Forkshell
- Conservation status: Extinct (IUCN 2.3)

Scientific classification
- Kingdom: Animalia
- Phylum: Mollusca
- Class: Bivalvia
- Order: Unionida
- Family: Unionidae
- Genus: Epioblasma
- Species: †E. lewisii
- Binomial name: †Epioblasma lewisii (Walker, 1910)
- Synonyms: Dysnomia lewisii Walker, 1910

= Forkshell =

- Genus: Epioblasma
- Species: lewisii
- Authority: (Walker, 1910)
- Conservation status: EX
- Synonyms: Dysnomia lewisii Walker, 1910

Extinct species of bivalve

The forkshell or Lewis pearly mussel, scientific name Epioblasma lewisii, was a species of freshwater mussel, an aquatic bivalve mollusk in the family Unionidae, the river mussels.
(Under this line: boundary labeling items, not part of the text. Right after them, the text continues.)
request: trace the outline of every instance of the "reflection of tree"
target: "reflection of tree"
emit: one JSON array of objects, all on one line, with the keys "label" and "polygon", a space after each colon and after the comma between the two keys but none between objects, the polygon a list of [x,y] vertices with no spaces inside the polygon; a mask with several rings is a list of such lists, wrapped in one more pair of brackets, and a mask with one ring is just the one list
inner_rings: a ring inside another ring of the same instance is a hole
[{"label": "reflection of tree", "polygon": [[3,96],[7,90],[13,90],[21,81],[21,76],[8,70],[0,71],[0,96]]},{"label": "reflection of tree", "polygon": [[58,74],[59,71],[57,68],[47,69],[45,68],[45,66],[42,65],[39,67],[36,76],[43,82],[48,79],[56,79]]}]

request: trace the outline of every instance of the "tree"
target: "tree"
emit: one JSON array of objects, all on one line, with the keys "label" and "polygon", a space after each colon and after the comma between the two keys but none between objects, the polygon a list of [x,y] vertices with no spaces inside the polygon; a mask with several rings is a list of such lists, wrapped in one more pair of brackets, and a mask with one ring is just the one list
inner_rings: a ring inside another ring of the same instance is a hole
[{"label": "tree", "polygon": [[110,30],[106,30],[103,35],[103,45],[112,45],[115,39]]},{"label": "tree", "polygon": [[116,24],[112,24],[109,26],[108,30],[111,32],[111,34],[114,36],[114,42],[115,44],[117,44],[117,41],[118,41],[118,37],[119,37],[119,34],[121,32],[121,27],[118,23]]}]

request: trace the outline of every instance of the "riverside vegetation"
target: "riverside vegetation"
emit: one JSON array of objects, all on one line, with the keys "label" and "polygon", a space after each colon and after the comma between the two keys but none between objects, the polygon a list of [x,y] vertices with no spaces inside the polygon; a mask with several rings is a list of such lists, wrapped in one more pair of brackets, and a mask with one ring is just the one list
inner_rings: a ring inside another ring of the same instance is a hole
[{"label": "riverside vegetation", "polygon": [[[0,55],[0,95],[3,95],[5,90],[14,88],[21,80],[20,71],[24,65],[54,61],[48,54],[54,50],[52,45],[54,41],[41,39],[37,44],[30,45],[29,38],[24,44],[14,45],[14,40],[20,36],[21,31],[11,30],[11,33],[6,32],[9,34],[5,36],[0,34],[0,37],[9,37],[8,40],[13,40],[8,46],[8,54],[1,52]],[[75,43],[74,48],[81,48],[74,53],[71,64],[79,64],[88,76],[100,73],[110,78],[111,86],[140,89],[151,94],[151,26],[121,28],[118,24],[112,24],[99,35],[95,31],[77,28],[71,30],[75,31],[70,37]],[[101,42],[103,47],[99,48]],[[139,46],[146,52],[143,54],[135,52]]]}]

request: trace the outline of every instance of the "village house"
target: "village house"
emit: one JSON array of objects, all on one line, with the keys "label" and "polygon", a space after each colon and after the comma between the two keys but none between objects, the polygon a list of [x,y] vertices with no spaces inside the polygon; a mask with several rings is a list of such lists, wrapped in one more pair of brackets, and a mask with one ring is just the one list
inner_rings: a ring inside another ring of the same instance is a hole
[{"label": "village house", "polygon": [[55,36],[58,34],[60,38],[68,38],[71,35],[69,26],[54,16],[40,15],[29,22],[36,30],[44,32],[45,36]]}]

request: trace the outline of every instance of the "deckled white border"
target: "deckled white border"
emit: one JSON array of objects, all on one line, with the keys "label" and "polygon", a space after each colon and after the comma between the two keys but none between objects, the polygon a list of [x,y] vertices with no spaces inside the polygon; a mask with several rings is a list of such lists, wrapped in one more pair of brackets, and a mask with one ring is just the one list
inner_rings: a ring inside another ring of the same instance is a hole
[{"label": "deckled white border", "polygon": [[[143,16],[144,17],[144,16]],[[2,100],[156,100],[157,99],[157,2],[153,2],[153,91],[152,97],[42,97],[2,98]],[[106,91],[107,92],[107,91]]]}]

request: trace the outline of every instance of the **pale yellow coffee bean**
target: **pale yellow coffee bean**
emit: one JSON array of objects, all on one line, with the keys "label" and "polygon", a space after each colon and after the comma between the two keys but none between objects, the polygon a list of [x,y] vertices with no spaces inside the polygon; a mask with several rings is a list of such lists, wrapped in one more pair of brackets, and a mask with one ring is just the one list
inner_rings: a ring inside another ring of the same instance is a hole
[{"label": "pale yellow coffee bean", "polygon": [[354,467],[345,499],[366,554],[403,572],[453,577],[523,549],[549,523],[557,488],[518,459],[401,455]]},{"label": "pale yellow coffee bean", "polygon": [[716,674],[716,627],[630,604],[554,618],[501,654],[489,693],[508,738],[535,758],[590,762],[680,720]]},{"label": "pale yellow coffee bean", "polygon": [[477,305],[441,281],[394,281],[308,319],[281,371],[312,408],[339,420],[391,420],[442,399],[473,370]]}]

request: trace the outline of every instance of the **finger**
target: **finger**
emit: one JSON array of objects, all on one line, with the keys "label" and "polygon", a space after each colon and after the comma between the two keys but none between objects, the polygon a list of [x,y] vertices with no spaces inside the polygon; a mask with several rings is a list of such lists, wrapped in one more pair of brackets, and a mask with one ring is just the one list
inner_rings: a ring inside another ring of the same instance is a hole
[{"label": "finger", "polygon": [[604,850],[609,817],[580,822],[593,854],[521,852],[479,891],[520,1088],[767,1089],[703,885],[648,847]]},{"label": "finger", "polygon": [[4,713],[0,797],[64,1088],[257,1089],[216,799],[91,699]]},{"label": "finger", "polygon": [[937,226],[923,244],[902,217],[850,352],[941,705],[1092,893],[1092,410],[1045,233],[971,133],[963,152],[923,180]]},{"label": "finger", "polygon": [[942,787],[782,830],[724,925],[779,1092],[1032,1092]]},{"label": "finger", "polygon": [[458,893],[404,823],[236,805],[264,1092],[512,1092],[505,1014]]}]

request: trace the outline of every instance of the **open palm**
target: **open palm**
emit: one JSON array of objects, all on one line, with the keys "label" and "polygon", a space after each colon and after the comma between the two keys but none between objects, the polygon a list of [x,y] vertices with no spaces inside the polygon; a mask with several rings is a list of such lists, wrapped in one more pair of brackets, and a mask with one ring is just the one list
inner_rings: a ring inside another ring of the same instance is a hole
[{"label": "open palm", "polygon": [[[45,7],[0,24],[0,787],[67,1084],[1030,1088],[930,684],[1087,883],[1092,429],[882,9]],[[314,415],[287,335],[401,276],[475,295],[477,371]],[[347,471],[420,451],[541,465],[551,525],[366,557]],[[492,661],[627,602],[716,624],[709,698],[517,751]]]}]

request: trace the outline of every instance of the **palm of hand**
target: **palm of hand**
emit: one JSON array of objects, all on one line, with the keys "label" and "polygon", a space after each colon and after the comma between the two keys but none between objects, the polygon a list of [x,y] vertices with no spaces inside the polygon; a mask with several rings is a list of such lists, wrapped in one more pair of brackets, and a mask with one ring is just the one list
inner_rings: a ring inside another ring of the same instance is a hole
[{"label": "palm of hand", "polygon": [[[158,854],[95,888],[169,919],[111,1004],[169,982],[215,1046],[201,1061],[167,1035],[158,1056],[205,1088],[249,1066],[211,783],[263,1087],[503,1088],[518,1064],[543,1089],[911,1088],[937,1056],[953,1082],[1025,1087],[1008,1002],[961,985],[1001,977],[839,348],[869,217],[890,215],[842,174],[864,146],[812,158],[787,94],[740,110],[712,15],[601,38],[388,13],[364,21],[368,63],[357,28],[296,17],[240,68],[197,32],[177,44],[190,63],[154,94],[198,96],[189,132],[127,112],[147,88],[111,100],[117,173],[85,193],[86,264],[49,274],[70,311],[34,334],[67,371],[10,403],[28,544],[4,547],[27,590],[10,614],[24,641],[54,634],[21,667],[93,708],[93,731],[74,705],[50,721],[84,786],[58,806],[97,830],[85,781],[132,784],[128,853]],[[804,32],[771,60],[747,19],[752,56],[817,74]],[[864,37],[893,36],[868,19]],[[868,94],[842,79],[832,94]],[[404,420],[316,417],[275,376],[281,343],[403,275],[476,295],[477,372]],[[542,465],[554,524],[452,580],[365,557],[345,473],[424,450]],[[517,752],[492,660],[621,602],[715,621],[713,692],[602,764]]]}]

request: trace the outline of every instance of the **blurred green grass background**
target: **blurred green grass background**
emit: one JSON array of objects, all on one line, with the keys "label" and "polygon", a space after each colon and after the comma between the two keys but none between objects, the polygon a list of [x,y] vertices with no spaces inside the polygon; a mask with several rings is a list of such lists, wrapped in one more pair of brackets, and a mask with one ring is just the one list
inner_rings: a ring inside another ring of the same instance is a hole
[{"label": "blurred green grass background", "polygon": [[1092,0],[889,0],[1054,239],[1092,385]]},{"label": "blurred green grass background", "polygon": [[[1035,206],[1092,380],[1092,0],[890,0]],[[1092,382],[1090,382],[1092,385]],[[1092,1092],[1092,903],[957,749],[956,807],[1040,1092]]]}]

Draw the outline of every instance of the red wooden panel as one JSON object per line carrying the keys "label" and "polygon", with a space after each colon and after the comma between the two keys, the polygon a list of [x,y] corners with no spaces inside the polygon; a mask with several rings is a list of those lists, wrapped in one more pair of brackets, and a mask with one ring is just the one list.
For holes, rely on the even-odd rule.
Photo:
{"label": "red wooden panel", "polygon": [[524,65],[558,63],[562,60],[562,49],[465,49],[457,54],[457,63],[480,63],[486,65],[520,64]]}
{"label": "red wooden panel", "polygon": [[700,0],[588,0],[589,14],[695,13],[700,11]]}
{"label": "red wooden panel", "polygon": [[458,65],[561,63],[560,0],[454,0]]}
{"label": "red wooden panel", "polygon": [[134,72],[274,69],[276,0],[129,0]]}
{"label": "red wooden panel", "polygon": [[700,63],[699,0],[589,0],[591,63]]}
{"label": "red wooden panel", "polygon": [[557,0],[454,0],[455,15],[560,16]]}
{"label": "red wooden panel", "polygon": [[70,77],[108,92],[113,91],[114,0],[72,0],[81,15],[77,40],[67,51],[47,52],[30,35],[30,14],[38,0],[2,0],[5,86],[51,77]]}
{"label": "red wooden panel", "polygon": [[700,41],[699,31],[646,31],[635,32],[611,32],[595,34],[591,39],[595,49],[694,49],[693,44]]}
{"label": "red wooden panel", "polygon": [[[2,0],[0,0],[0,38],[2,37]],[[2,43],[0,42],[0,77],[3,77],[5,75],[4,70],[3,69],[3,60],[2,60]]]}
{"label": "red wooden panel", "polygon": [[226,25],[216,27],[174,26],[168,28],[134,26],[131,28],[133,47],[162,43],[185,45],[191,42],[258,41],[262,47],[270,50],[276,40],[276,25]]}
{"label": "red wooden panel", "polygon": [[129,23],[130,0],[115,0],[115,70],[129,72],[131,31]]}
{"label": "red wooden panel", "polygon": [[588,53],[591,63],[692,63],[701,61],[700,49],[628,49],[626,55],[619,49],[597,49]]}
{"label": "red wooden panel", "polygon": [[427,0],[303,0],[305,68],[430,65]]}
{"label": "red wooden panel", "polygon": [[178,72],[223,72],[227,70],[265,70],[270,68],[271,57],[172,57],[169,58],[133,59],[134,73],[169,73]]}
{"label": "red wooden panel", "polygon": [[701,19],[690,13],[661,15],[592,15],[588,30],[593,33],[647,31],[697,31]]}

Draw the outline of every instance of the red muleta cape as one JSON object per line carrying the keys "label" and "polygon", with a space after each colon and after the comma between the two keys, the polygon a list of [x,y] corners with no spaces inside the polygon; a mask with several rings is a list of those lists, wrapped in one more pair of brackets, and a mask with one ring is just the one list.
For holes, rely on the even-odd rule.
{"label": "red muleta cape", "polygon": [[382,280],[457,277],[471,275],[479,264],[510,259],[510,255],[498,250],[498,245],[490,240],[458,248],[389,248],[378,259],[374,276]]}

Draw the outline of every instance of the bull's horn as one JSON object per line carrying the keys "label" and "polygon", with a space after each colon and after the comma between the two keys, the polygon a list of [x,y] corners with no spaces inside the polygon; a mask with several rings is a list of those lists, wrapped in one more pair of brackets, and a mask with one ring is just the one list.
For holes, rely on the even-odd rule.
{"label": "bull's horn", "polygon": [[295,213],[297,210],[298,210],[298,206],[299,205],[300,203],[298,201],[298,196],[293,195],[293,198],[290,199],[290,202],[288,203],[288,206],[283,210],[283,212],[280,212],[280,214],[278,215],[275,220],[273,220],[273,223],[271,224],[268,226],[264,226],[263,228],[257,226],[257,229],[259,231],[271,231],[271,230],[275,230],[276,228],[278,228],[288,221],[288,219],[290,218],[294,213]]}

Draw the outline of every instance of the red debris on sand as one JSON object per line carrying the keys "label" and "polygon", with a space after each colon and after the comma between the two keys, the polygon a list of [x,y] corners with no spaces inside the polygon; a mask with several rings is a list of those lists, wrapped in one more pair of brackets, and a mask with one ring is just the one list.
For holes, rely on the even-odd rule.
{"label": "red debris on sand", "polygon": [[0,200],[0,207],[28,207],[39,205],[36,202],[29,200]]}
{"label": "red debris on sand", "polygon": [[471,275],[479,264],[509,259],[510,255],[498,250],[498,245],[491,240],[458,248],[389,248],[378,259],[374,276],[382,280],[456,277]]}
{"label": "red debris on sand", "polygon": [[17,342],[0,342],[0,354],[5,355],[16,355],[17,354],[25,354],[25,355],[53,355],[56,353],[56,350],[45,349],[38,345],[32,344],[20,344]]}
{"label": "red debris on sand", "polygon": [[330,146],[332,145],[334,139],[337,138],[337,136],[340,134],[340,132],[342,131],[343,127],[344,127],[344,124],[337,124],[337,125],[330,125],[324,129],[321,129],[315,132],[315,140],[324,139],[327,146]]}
This species was endemic to the drainages of the Cumberland River and the Tennessee River in the United States, with one specimen reported from the Ohio River near Cincinnati, Ohio. Its natural habitat was shallow riffle-beds of large rivers. This habitat was largely destroyed by dam construction and canalization, and the last populations of this species died sometime during the middle of the 20th century. Only a single museum specimen was collected that preserved the internal soft tissues.

It appears to be closely related to Epioblasma flexuosa, which is also now extinct.